New Glovebox Facility Heads to Space for Biological Research

The Japan Aerospace
Exploration Agency H-IIB
rocket is zooming toward the International
Space Station carrying NASA’s Life
Sciences Glovebox, a state-of-the-art microgravity research
facility.

image

JAXA’s HTV3, taken during Expedition 32

NASA’s Marshall Space
Flight Center in Huntsville, Alabama, and their partners around the
world are excited to initiate new, high-value biological research in low-Earth
orbit.

The Japanese rocket, hauling the
research facility and other cargo via the HTV-7 transfer vehicle, successfully
lifted off at

1:52 p.m. EDT

from Tanegashima Space Center off the coast of
Japan.

image

Its launch marks a first for hauling
bulky equipment to space.
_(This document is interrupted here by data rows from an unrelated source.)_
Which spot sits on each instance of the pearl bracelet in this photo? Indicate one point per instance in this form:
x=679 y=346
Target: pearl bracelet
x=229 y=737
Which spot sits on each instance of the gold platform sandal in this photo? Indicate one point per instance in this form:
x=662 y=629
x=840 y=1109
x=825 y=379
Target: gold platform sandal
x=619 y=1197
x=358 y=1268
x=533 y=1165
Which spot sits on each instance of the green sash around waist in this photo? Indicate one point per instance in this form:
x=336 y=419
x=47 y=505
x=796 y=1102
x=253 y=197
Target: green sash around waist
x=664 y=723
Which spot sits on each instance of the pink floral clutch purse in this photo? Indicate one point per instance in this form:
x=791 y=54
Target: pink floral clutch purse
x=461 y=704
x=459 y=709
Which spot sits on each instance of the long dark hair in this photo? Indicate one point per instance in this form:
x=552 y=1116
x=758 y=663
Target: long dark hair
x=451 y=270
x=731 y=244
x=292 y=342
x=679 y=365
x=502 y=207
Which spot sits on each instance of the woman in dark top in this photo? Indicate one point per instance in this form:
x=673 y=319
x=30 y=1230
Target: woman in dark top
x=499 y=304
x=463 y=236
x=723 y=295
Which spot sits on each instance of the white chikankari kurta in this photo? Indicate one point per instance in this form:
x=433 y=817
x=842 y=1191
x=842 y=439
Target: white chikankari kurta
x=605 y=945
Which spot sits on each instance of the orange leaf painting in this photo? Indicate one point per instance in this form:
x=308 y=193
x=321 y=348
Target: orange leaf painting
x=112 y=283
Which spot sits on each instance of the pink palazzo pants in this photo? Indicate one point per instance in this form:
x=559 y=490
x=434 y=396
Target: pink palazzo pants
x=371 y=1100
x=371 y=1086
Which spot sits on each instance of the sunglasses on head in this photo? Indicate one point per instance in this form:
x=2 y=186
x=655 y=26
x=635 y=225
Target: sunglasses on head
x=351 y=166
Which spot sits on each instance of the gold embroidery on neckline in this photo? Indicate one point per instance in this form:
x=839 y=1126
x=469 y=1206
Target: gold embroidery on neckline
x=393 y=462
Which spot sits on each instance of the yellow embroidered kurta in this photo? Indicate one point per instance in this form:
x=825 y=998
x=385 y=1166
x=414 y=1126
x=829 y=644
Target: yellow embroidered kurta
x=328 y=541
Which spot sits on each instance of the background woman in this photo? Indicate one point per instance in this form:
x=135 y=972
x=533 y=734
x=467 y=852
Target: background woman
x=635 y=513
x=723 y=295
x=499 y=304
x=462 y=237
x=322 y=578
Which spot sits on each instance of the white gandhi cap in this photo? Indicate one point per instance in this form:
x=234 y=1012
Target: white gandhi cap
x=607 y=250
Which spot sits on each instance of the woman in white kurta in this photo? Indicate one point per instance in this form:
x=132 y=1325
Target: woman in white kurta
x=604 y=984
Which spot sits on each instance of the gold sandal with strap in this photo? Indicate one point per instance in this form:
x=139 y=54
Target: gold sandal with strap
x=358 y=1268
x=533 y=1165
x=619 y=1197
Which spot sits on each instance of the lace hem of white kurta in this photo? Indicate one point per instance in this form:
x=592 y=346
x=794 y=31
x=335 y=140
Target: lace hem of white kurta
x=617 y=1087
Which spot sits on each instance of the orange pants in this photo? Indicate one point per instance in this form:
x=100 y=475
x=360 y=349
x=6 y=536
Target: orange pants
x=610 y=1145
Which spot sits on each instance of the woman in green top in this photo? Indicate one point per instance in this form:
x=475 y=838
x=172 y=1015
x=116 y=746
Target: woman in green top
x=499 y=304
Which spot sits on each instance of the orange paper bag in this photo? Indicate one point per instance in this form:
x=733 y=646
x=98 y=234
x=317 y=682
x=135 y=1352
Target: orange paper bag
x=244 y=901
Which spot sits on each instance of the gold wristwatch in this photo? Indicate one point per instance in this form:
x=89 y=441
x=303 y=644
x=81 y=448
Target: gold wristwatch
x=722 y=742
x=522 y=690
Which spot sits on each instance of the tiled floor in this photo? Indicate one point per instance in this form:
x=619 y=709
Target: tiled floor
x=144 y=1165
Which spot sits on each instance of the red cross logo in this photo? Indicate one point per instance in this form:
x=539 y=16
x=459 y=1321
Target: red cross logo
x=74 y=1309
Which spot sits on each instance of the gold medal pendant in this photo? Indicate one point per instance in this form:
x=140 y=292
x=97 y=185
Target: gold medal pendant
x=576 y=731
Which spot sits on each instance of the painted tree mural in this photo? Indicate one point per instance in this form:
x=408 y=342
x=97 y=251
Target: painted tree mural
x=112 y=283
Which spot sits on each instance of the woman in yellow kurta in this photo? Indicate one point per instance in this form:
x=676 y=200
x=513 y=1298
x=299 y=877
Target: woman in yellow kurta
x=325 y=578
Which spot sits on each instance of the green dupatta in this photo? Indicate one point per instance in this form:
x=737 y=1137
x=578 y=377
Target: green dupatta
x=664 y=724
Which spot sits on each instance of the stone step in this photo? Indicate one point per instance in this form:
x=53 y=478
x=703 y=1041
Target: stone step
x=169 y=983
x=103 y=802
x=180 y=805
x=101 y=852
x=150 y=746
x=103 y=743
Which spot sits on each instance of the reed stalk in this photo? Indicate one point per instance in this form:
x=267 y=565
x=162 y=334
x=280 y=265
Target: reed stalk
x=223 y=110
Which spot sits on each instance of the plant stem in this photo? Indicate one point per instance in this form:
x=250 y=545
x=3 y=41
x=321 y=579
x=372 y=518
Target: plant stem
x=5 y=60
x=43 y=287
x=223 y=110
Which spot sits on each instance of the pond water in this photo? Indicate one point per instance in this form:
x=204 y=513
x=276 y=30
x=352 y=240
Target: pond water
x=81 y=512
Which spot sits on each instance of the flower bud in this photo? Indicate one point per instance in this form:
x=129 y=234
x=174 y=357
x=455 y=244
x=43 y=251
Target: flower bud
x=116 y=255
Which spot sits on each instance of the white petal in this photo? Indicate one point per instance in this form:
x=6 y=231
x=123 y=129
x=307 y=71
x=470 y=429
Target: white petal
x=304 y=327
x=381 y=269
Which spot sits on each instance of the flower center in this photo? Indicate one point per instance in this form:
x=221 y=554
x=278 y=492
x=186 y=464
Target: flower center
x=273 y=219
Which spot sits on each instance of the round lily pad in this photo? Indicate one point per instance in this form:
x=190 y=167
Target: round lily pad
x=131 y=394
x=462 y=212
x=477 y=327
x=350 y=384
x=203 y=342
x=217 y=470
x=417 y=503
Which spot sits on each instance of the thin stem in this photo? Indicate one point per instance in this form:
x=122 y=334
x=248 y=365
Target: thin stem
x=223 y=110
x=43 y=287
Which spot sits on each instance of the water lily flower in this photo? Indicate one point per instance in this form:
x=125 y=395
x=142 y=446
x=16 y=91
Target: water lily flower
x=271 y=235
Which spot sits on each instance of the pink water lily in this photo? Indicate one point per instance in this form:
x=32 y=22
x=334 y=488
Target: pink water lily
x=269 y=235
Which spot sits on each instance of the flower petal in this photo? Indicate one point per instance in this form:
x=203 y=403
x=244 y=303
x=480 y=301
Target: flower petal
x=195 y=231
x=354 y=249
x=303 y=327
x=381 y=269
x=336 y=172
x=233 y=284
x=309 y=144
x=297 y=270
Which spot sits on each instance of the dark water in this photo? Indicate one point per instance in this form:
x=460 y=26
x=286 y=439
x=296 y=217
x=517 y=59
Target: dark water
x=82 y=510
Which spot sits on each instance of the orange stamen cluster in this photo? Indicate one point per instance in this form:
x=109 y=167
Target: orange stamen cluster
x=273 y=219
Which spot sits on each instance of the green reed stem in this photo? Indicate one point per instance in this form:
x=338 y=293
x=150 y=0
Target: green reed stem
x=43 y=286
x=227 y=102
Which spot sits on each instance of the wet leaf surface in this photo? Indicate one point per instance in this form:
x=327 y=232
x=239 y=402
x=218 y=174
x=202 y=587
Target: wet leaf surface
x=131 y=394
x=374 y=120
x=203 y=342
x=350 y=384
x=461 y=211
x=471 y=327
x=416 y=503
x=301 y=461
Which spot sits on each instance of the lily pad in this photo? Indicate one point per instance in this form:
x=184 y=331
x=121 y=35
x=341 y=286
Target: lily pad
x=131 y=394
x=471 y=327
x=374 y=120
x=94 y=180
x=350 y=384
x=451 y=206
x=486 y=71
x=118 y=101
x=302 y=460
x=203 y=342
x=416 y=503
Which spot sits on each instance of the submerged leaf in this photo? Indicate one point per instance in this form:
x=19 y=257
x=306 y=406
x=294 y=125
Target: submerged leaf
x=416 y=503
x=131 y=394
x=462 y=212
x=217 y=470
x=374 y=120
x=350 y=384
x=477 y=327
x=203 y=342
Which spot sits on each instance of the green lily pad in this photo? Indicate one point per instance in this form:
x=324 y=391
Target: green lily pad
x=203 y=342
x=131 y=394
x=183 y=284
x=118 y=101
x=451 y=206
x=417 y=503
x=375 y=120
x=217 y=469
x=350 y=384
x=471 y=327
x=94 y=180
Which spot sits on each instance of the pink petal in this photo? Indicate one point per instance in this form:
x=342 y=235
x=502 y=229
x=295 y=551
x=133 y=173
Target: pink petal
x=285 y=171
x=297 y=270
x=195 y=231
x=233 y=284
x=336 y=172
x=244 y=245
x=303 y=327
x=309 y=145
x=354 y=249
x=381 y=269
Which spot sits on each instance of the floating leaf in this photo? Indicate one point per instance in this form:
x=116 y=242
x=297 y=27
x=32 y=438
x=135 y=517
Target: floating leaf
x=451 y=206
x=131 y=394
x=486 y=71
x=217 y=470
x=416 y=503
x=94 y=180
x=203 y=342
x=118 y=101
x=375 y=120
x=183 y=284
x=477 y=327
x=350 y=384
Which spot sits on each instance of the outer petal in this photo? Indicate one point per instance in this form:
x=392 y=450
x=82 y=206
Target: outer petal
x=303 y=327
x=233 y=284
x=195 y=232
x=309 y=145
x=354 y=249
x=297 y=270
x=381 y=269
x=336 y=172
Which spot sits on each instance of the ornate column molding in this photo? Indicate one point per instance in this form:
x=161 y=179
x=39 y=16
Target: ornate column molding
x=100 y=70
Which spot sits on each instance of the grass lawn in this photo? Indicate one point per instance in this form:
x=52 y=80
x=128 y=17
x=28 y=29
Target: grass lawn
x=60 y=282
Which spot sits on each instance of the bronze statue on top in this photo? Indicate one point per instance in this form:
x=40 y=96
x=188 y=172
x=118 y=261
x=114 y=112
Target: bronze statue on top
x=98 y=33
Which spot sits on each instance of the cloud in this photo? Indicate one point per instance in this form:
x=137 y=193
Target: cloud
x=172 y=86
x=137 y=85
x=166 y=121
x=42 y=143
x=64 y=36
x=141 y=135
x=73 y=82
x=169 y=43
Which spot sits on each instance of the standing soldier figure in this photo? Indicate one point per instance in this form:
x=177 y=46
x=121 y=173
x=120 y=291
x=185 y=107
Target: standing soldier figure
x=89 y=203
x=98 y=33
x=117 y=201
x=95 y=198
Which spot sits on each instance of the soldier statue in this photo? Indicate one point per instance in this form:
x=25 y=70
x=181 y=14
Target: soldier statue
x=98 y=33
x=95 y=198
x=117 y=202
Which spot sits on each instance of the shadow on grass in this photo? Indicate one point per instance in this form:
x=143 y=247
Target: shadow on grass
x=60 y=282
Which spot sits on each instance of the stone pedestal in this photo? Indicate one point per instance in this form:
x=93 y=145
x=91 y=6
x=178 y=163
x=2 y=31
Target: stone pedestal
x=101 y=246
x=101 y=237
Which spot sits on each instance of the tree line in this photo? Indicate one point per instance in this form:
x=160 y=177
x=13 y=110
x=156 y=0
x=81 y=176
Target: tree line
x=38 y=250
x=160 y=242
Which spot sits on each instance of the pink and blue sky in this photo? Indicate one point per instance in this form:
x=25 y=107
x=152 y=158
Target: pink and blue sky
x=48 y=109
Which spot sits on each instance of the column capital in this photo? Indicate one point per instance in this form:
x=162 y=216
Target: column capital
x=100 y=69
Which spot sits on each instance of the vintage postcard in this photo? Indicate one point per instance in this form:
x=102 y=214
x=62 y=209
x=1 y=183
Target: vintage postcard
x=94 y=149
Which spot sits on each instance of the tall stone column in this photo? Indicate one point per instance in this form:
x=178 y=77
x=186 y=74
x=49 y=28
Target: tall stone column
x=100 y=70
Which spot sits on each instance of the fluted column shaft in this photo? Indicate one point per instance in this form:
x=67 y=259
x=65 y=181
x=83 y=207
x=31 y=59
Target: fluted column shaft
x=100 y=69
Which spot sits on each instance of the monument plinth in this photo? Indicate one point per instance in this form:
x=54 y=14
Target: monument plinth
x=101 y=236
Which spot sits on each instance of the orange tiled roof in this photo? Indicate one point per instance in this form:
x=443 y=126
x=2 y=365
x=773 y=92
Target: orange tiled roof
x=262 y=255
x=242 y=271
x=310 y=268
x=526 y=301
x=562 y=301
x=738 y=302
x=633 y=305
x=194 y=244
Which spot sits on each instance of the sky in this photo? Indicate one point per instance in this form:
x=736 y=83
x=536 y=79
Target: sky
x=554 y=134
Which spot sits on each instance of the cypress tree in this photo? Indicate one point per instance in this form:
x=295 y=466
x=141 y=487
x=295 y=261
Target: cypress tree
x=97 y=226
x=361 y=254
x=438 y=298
Roughly the size of a large fish
tank, the Life Sciences Glovebox comes
in at 26 inches high, 35 inches wide and 24 inches deep, with 15 cubic feet of
available workspace.

image

“The Life Sciences Glovebox
is on its way to the space station to enable a host of biological and
physiological studies, including new research into microgravity’s
long-term impact on the human body,” said Yancy Young, project manager at Marshall. “This
versatile facility not only will help us better protect human explorers on long
voyages into deep space, but it could aid medical and scientific advances
benefiting the whole world.”

image

Boeing engineers at Marshall modified a
refrigerator-freezer rack to house the core facility, using state-of-the-art,
3D-printing technology to custom design key pieces of the rack to secure the
unit in its protective foam clamshell.

image

NASA is now determining the roster of science
investigations lined up to make use of the facility, beginning as early as late
2018. “We’ve already got more than a dozen glovebox experiments scheduled
in 2019, with many more to follow,” said Chris Butler, payload integration manager for the glovebox at
Marshall.

The Life Sciences Glovebox will
be transferred to a zero-gravity stowage rack in the station’s Kibo
module, where up to two crew members can conduct experiments simultaneously,
overseen in real-time by project researchers on Earth.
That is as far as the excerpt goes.